October 5th, 1999, 04:19 PM
Okay, what I'm doing is creating a word search engine. I am OCR'ing tiff images and then removing all repetative words from the files generated (one file per page). There are around 60,000 pages total (the files are grouped into folders for each image). I need to find a word, tell what page a word was found on, and do it quickly. Right now, I'm opening a file, converting it to a binary array, and then finding my word(s) in it, recording my results in an array I have, then moving to the next file. This takes about 1min 20sec for only 4K files.
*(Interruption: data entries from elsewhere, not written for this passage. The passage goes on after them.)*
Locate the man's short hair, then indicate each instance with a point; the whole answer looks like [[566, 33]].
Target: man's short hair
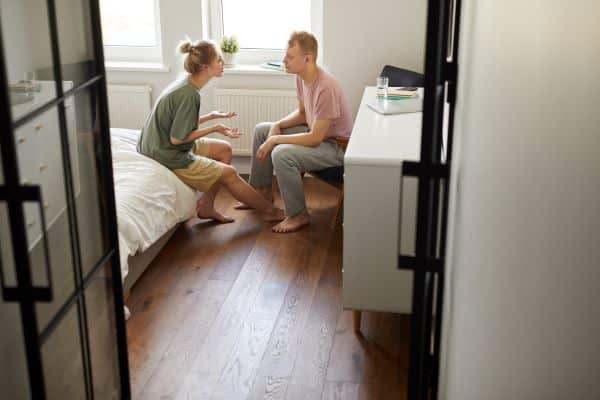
[[306, 41]]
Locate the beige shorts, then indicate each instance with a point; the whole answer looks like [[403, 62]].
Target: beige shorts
[[202, 173]]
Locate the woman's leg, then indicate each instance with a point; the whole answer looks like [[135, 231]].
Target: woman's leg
[[242, 191], [218, 150]]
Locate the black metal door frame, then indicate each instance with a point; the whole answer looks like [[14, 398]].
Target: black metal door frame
[[433, 175], [15, 194]]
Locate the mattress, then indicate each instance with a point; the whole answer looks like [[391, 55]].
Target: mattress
[[150, 199]]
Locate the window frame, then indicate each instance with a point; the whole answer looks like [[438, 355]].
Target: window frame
[[244, 55], [142, 54]]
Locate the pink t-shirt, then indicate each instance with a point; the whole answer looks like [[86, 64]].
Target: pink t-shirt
[[325, 99]]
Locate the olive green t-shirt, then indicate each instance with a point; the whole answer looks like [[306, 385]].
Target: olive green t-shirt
[[175, 114]]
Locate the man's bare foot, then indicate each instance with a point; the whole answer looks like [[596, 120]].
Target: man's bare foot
[[291, 224], [204, 213], [242, 206], [274, 216]]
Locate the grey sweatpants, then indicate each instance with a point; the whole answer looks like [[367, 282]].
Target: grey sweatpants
[[288, 161]]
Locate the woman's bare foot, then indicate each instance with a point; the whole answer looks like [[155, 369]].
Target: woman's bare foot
[[273, 216], [291, 224]]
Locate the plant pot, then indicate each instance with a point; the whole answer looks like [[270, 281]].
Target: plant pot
[[229, 58]]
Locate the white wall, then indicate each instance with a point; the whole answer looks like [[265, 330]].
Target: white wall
[[19, 58], [522, 300], [360, 37], [355, 44]]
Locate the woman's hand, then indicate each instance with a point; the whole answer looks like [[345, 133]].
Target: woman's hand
[[226, 131], [275, 130], [220, 114], [265, 148]]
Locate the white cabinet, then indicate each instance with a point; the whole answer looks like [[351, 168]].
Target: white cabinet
[[379, 220], [39, 155]]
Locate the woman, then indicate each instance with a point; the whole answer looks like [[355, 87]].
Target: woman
[[172, 137]]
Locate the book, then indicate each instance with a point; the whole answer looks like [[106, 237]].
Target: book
[[394, 97], [25, 87], [400, 91], [270, 65]]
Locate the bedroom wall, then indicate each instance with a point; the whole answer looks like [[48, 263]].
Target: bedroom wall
[[19, 56], [361, 40], [395, 36]]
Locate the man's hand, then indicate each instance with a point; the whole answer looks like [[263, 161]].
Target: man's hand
[[226, 131], [220, 114], [265, 148], [275, 130]]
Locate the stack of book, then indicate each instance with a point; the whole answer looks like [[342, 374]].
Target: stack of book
[[25, 87], [400, 93], [276, 65]]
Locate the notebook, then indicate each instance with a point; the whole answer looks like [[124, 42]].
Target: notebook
[[387, 107]]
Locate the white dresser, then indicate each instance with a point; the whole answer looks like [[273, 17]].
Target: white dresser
[[373, 231], [40, 157]]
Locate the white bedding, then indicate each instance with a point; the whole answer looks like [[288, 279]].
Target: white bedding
[[150, 198]]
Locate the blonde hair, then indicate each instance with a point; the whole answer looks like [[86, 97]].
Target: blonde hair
[[198, 54], [306, 41]]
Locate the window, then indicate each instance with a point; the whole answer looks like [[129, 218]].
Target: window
[[131, 30], [261, 26]]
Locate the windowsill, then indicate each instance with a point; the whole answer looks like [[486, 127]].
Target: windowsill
[[135, 66], [252, 69]]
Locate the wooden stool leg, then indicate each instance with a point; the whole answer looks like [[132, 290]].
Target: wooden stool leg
[[357, 316], [337, 210]]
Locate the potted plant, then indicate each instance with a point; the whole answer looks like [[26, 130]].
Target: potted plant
[[229, 46]]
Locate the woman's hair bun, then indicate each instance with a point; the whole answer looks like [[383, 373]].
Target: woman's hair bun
[[185, 46]]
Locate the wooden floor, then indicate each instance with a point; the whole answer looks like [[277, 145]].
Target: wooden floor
[[237, 312]]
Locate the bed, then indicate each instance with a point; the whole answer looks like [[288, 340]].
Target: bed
[[151, 202]]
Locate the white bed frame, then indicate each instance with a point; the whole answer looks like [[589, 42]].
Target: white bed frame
[[138, 263]]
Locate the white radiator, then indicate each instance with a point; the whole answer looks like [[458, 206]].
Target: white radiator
[[129, 105], [252, 107]]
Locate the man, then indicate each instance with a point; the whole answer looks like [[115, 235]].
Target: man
[[305, 139]]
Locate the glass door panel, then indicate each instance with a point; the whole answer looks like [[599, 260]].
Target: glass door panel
[[101, 315], [75, 40], [62, 360], [90, 200], [39, 158], [13, 380], [29, 66]]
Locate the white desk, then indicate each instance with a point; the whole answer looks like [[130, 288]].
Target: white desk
[[373, 232]]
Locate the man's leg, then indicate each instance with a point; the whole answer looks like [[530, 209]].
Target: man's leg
[[242, 191], [261, 171], [289, 162]]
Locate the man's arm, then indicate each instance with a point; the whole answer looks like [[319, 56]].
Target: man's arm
[[214, 115], [311, 139], [198, 133], [296, 117]]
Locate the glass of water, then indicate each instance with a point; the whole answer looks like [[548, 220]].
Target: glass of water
[[382, 85]]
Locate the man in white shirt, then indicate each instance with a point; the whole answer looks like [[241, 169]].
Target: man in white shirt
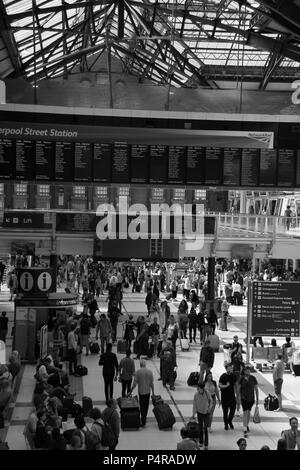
[[278, 372], [72, 350]]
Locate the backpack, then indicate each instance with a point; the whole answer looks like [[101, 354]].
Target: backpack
[[108, 438], [91, 440]]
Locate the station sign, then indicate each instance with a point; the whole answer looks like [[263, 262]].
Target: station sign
[[276, 309], [36, 281]]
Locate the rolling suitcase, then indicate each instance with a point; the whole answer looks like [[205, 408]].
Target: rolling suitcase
[[121, 346], [271, 403], [130, 419], [164, 416], [184, 344], [87, 405], [81, 370], [193, 430], [94, 347], [193, 379], [214, 342]]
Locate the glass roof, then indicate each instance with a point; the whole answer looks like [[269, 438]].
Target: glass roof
[[168, 42]]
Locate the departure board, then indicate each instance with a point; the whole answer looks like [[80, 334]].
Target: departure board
[[102, 162], [286, 167], [275, 308], [158, 164], [44, 160], [268, 167], [298, 168], [250, 167], [232, 166], [139, 163], [176, 164], [83, 161], [213, 166], [120, 163], [195, 169], [64, 161], [25, 153], [7, 158]]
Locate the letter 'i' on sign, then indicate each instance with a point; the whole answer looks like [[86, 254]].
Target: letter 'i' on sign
[[26, 281], [44, 281]]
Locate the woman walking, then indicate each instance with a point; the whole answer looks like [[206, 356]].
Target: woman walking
[[201, 405], [212, 387]]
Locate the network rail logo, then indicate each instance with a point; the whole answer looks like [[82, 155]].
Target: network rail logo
[[181, 222]]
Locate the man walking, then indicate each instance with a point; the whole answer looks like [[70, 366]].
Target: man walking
[[247, 387], [278, 379], [110, 365], [3, 327], [207, 357], [72, 350], [144, 380], [292, 435], [228, 387]]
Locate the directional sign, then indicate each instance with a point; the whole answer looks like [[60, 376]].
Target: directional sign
[[276, 309], [26, 281], [44, 281]]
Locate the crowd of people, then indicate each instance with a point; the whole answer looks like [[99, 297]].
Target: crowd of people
[[153, 334]]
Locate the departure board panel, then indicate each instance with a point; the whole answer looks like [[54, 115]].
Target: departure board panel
[[25, 153], [139, 163], [286, 167], [158, 164], [275, 308], [195, 169], [250, 167], [297, 168], [213, 166], [64, 161], [120, 163], [102, 162], [44, 160], [232, 166], [83, 161], [7, 158], [268, 167], [195, 151], [176, 164]]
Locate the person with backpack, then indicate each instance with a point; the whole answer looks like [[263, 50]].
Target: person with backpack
[[97, 430], [202, 404], [85, 330], [110, 365], [207, 357], [111, 418], [113, 315]]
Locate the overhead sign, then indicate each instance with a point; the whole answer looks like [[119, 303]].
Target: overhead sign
[[36, 281], [276, 309]]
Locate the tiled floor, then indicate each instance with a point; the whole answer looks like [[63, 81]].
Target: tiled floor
[[180, 400]]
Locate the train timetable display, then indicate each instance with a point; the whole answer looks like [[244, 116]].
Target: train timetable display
[[44, 160], [275, 308], [7, 158]]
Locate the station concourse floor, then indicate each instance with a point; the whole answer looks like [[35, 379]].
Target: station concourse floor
[[180, 400]]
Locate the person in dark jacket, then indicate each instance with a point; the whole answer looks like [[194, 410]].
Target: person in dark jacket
[[3, 327], [85, 327], [113, 315], [193, 323], [110, 365], [207, 357]]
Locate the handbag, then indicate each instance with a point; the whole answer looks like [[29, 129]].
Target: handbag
[[256, 416]]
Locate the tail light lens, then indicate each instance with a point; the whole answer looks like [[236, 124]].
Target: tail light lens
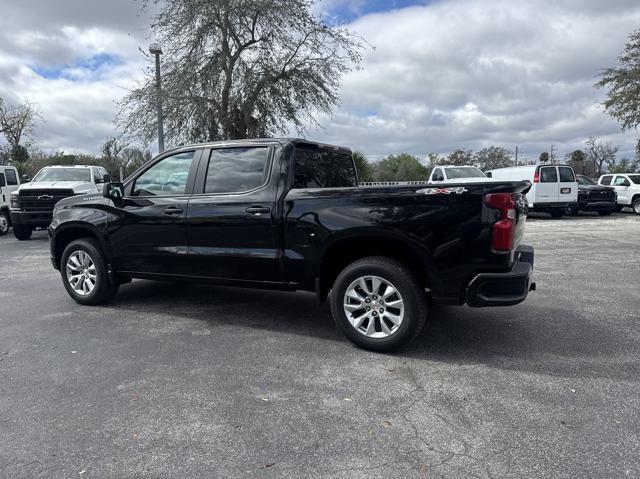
[[503, 230]]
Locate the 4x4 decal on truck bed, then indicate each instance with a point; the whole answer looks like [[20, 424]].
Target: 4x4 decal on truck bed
[[443, 191]]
This isn't allowable, especially since the search is for a website as well as a standard exe.

I have tried using memofields in an access database, but after the database got above 5 Megs, crazy things started happening, and _ANY_ sql querys were coming up with bad results.

I'm thinking of parsing all the OCR'ed pages into one file for each tiff image, but I'm not sure if there will be a speed advtange to that. (Have to spend extra time stepping through the file, keeping track of which 'page' I'm on, grabbing a Mid of the file for every page, searching that string, blah blah blah.) Doing that will bring it down to around 400 files.

So anybody have any good ideas for the design of a word search engine? (I don't need source code nessarly, just a description of how it works.)
(Working on this makes me wonder - How in the hell does infoseek, yahoo, and the other web search engines GO SO **** FAST???!!!)

Ideas appreciated,
BrewGuru99

Chris Eastwood
October 5th, 1999, 04:45 PM
When you read in your files, how exactly are you searching for the words ?

You could read the whole file into a string, then use 'InStr' or 'Like' ro find out if the word exists in the file - using instr should give you a position from which you could work out what page you're on.

>(Working on this makes me wonder - How in the hell does infoseek, yahoo,
>and the other web search engines GO SO **** FAST???!!!)

Like you say - they have a proper word index (I used to work for a Library Software provider, we indexed every word in titles/subjects etc - it get's pretty complicated), plus the fact that InfoSeek, Lycos etc are probably using Perl/C scripts which handle strings about 10x faster than VB can.

(can I get half a cookie for this half-answer?)


Chris Eastwood

CodeGuru - the website for developers
http://codeguru.developer.com/vb

Bruno
October 5th, 1999, 06:09 PM
Maybe you can use MS SQL Server, or its 'Full Text Search' concept.
http://msdn.microsoft.com/library/sdkdoc/sql/8_ar_sa_31.htm
http://msdn.microsoft.com/library/sdkdoc/sql/8_qd_15_1.htm

October 5th, 1999, 06:23 PM
>Like you say - they have a proper word index (I used to work for a Library Software provider, we indexed every word in titles/subjects etc - it get's pretty complicated)

How does a word index work? Would you please explain this?